8 Replies Latest reply on Aug 29, 2014 5:33 AM by jimlongo

    importing UTF-8 csv

    jimlongo

      Summary

      importing UTF-8 csv

      Product

      FileMaker Pro

      Version

      12

      Operating system version

      Mac OS X 10.7

      Description of the issue

      When importing a csv file that is encoded as UTF-8 accented characters are imported incorrectly.

      Case in point Véronique is imported as V√©ronique.

      File to be imported must be converted to UTF-8 with BOM (byte order mark) to be imported correctly.

      Workaround

      File must be UTF-8 with BOM (byte order mark)

        • 1. Re: importing UTF-8 csv
          TSGal

               jimlongo:

               Thank you for your post.

               I am unable to replicate the issue.

               I have copied the text V√©ronique and pasted it into TextEdit.  I saved the file as Names.csv.  I then imported Names.csv as Unicode (UTF-8), and it is imported as Véronique.

               Can you let me know where this file came from?  Was it created on a Mac or Windows computer?  What application created the CSV file?

               TSGal
               FileMaker, Inc.

          • 2. Re: importing UTF-8 csv
            jimlongo

                 Thanks it's the other way around.

                 The file is created by a php file on the server and downloaded as filename.csv

                 If I inspect it with Bbedit it says it is UTF-8 without BOM.  In the file it will have Véronique.  After importing into Fmpro 12 it will have V√©ronique.

                 If I change the file in BBEdit (or if I add the headers during creation in the php file) so that it is UTF-8 with BOM then Véronique gets imported into Filemaker as Véronique.

                  

                 Thanks.

            • 3. Re: importing UTF-8 csv
              TSGal

                   jimlongo:

                   Thank you for the additional explanation.

                   I have forwarded your post to our Development and Testing departments for review.  When I receive any feedback, I will let you know.

                   TSGal
                   FileMaker, Inc.

              • 4. Re: importing UTF-8 csv
                TSGal

                     jimlongo:

                     One of our testers asked if in the Import field mapping dialog, what is the character pop-up set to?  CSV?  If you rely on FileMaker Pro guessing (wrongly) the character set, either set it explicitly or use a byte order mark.  Otherwise, you are giving FileMaker a text file with no cues as to the encoding.

                     TSGal
                     FileMaker, Inc.

                • 5. Re: importing UTF-8 csv
                  jimlongo

                       Sorry for the delay.  

                       The character set pop-up is always set to (Unicode UTF-8), there is no option for CSV.

                        

                  • 6. Re: importing UTF-8 csv
                    TSGal

                         jimlongo:

                         Apologies for my last post.  "CSV" is not a character set.  I wanted to make sure the Character Set was specifically set to Unicode (UTF-8), which it is.

                         I have sent the screen shot back to Development and Testing.

                         TSGal
                         FileMaker, Inc.

                    • 7. Re: importing UTF-8 csv
                      TSGal

                           jimlongo:

                           Our testers would like a copy of the CSV file.  Please check your inbox at the top of this page for instructions where to send the file.

                           TSGal
                           FileMaker, Inc.

                      • 8. Re: importing UTF-8 csv
                        jimlongo

                             Hi I discovered the operator error causing this issue.

                             The files were apparently being imported with the wrong Character set (Macintosh).
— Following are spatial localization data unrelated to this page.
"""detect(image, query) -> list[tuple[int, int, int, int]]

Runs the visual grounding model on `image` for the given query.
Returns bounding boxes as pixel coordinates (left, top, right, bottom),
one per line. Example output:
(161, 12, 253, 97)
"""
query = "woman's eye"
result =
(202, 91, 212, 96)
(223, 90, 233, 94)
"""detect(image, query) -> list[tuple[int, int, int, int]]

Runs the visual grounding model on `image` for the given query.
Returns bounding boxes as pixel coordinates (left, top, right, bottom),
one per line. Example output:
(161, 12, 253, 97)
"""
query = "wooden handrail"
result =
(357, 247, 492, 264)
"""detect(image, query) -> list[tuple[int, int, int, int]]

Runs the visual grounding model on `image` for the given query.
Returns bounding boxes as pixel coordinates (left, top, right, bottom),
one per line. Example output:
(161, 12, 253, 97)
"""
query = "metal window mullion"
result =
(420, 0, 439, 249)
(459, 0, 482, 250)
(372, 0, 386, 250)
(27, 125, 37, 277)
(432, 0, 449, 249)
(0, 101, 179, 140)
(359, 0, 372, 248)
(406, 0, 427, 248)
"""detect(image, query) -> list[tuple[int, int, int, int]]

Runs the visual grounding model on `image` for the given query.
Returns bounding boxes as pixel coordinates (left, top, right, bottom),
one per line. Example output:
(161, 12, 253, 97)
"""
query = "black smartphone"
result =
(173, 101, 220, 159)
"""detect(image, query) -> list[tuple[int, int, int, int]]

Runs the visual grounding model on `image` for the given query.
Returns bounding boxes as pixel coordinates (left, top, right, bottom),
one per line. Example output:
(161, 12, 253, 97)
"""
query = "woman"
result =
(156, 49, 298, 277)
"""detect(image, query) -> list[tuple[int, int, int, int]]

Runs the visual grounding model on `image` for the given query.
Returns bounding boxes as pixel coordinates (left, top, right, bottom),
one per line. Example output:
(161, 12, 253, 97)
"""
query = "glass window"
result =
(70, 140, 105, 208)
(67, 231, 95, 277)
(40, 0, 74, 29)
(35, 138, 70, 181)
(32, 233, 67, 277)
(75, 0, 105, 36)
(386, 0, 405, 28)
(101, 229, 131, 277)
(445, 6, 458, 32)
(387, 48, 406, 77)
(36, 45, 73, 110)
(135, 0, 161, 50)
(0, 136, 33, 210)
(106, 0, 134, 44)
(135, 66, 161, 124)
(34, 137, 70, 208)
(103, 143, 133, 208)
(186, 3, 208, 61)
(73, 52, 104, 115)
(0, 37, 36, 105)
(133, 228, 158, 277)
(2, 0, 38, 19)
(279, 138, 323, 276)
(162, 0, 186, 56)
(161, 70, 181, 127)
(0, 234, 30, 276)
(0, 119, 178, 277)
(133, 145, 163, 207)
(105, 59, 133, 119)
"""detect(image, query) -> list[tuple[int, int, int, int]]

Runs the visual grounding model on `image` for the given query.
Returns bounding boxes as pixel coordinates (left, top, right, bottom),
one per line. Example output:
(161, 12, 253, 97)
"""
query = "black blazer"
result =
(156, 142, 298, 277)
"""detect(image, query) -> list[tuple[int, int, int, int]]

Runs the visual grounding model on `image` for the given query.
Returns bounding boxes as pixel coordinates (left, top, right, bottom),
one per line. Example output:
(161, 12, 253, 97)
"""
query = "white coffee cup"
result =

This will cause odd character mappings.

                             The act of sending Filemaker UTF-8 with BOM files forces the import to select UTF-8 as the character set and this fixed the problem, and made it seem as if the character set of the files was the issue.

                             However, now even going back to files with no BOM still imports correctly as the Character set retains the previous setting (UTF-8) on import.

                             Solution is to make sure you are using the correct Character set on import.